En outre, de nombreuses garanties contenues dans l'article ont été introduites et renforcées à ma demande. En particulier, la proposition de la Commission et le mandat du Conseil visaient à réviser la directive 'Retour' afin de permettre la conclusion de nouveaux accords bilatéraux. Cette modification de la directive 'Retour' a été abandonnée sur l'insistance du Parlement. Aucun nouvel accord bilatéral n'est autorisé.
Par ailleurs, le texte prévoit explicitement dans l'article que les demandeurs de protection internationale ne peuvent pas faire l'objet de la procédure. La loi sur ce point ne pourrait être plus claire. Comme l'indique clairement le texte adopté, il existe des règles différentes pour les demandeurs d'asile, qui sont définies dans les règles de l'UE en matière d'asile et non pas dans le CFS.
En outre, cette disposition exige que les deux États membres concernés acceptent l'utilisation de la procédure et s'assurent qu'elle peut être appliquée. Il n'y a pas d'obligation d'utiliser les procédures et, en outre, les dispositions de l'article 23 bis, paragraphe 3 bis, exigent des États membres concernés qu'ils définissent des modalités en vue « d'éviter le recours à la procédure ».
Enfin, le texte adopté prévoit un droit de recours explicite et l'obligation pour les deux États membres concernés de se conformer à l'intérêt supérieur de l'enfant.
Instrumentalisation
La réforme du CFS n'introduit pas de nouvelles dispositions sur l'instrumentalisation, concept introduit en revanche dans le texte sur les situations de crises et de force majeure. En fait, grâce à l'insistance du Parlement, le CFS ne comporte qu'une seule disposition impliquant le concept d'instrumentalisation et cette disposition introduit des garanties concernant ce que les États membres ne peuvent pas faire dans des situations d'instrumentalisation, à savoir que tous les points de passage frontaliers ne peuvent pas être fermés et que les États membres sont obligés de respecter les droits des personnes en quête de protection. En ce sens, la réforme constitue une sauvegarde et non un recul.
Surveillance et contrôle
Le CFS n’introduit rien de nouveau en ce qui concerne le renforcement de la surveillance. Le texte reprend la notion déjà existante selon laquelle l'exercice par les États membres de prérogatives de puissance publique sur leur territoire n'est pas régi par le CFS. Les États membres peuvent recourir à la surveillance dans ce contexte, mais s'ils le font, ce n'est pas en raison du CFS, qui n'est pas la loi déterminante en la matière.

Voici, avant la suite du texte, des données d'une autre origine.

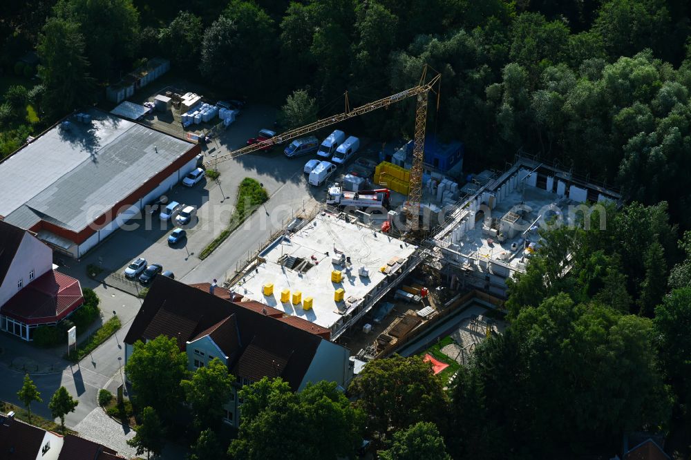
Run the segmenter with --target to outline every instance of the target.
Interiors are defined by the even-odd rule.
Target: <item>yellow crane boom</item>
[[[408,97],[417,96],[417,106],[415,111],[415,133],[413,150],[413,167],[410,169],[410,185],[406,206],[408,226],[411,229],[417,229],[420,200],[422,193],[422,166],[424,161],[425,126],[427,122],[428,94],[430,90],[439,82],[441,78],[441,75],[437,73],[430,79],[428,82],[425,82],[426,75],[427,66],[425,66],[422,71],[422,77],[420,78],[419,84],[417,86],[413,86],[405,91],[397,93],[396,94],[387,96],[377,101],[368,102],[352,110],[350,109],[348,105],[348,99],[346,99],[346,112],[343,113],[317,120],[314,123],[306,124],[304,126],[300,126],[299,128],[278,134],[271,139],[234,150],[224,155],[218,155],[213,163],[206,163],[205,166],[207,168],[211,168],[216,163],[237,158],[245,153],[261,150],[268,146],[283,144],[283,142],[292,140],[310,133],[313,133],[332,124],[336,124],[354,117],[359,117],[378,108],[388,107],[392,104],[395,104]],[[438,106],[438,93],[437,104]]]

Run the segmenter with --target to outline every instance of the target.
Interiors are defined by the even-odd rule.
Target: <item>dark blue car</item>
[[[184,238],[185,235],[187,235],[187,233],[182,229],[176,229],[168,236],[168,244],[175,245]]]

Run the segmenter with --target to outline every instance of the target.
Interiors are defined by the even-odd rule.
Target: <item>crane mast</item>
[[[322,128],[336,124],[337,123],[354,117],[359,117],[383,107],[388,107],[392,104],[406,99],[408,97],[417,96],[417,106],[415,110],[415,132],[413,140],[413,167],[410,169],[410,188],[406,208],[408,227],[410,230],[417,230],[418,227],[420,200],[422,195],[422,166],[424,162],[425,126],[427,122],[428,96],[430,90],[439,82],[441,78],[441,75],[437,73],[430,79],[428,82],[425,82],[426,75],[427,66],[426,65],[422,70],[422,76],[420,78],[419,84],[417,86],[413,86],[405,91],[401,91],[372,102],[368,102],[352,110],[350,108],[346,96],[346,111],[343,113],[317,120],[310,124],[281,133],[271,139],[234,150],[225,155],[218,155],[214,160],[214,164],[237,158],[245,153],[250,153],[267,146],[282,144],[321,129]],[[438,93],[437,105],[438,107]],[[205,166],[207,168],[210,168],[211,164],[206,163]]]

Les États membres ne disposent d'aucune nouvelle possibilité d'utiliser des technologies de surveillance et il est tout simplement faux de suggérer que le CFS est ou sera d'une manière ou d'une autre responsable de l'utilisation accrue de ces technologies. Dans la mesure où les méthodes de surveillance des frontières pourraient se développer, la Commission est habilitée à adopter un acte délégué sur les normes relatives à cette surveillance. Cet acte délégué permettrait au Parlement de s'opposer à de telles normes, s'il estime qu'elles portent atteinte aux droits fondamentaux.

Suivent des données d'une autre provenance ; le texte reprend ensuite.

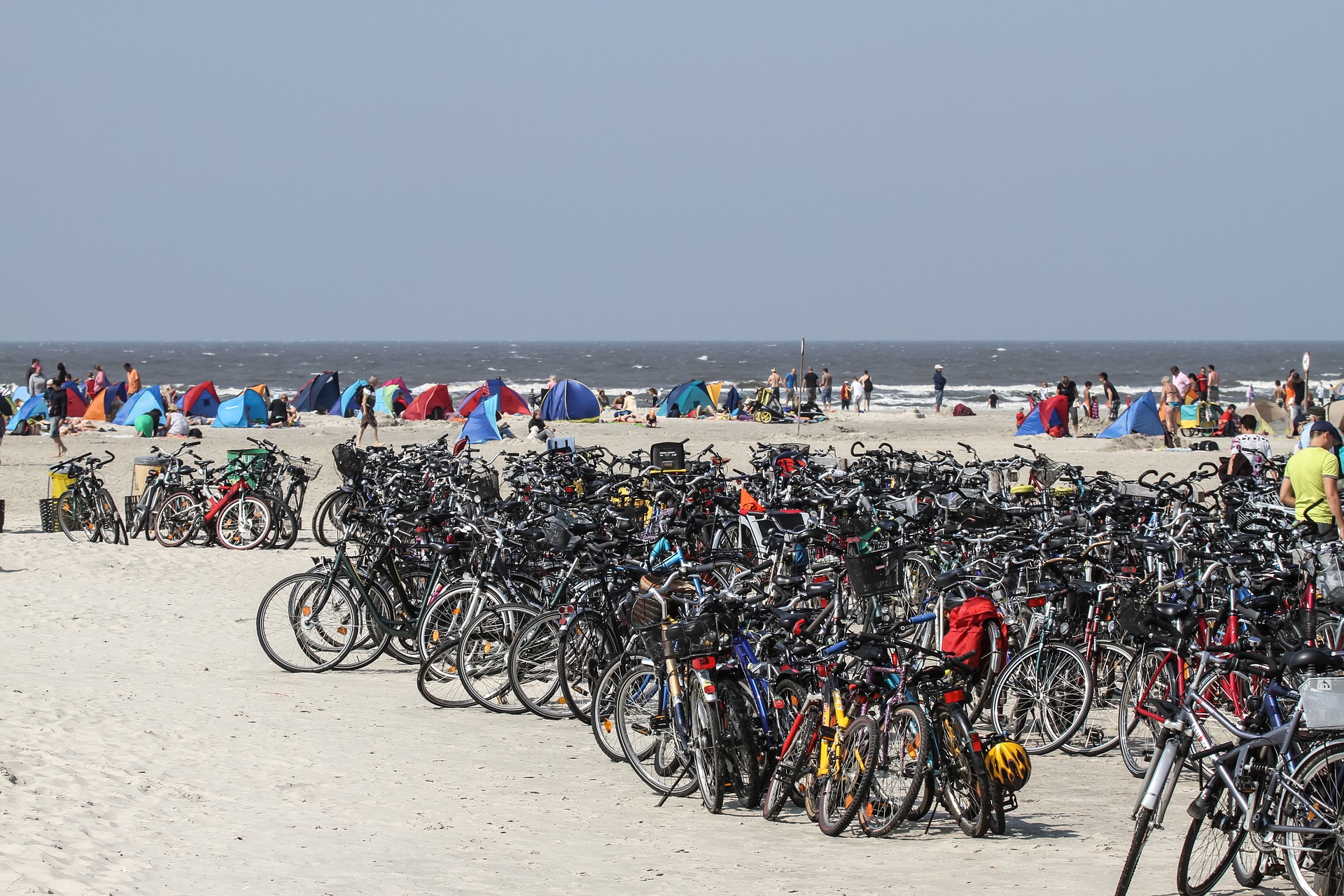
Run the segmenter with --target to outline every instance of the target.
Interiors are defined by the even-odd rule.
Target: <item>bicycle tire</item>
[[[527,603],[501,603],[472,619],[457,642],[457,674],[462,688],[491,712],[517,715],[527,707],[509,684],[509,647],[538,613]]]
[[[327,576],[298,572],[271,586],[257,607],[257,641],[262,652],[285,672],[325,672],[345,658],[355,645],[351,617],[353,600],[341,582],[325,595]],[[314,604],[321,604],[313,613]],[[329,625],[313,631],[320,617]],[[345,630],[341,630],[341,626]],[[344,638],[344,642],[341,641]]]
[[[817,826],[828,837],[848,830],[868,797],[878,764],[878,725],[870,716],[851,719],[836,742],[835,766],[820,779],[817,803]]]
[[[1235,803],[1224,787],[1215,783],[1214,805],[1203,818],[1192,818],[1176,862],[1176,891],[1180,896],[1207,896],[1227,873],[1232,856],[1246,836],[1241,830]],[[1210,861],[1211,860],[1211,861]],[[1191,866],[1195,865],[1195,876]]]
[[[621,751],[634,774],[656,794],[689,797],[699,787],[688,758],[677,752],[671,713],[655,724],[664,704],[667,685],[652,665],[628,669],[616,688],[616,732]]]
[[[991,723],[1034,756],[1054,752],[1087,717],[1091,668],[1066,643],[1027,647],[995,685]]]
[[[929,767],[929,720],[915,704],[902,704],[883,720],[872,786],[859,810],[867,836],[886,837],[910,814]]]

Avec cette réforme des règles relatives à l'espace Schengen, nous avons tenté de fournir un cadre juridique plus strict aux États membres afin de garantir qu'ils respectent les dispositions du traité relatives au droit des personnes, quelle que soit leur nationalité, de franchir les frontières intérieures sans contrôle frontalier, et que - contrairement à ce qui se passe actuellement - les contrôles aux frontières intérieures seront limités à la fois dans leur portée et dans le temps.
Sylvie Guillaume est députée européenne française membre du S&D, rapportrice de la réforme du Code frontières Schengen.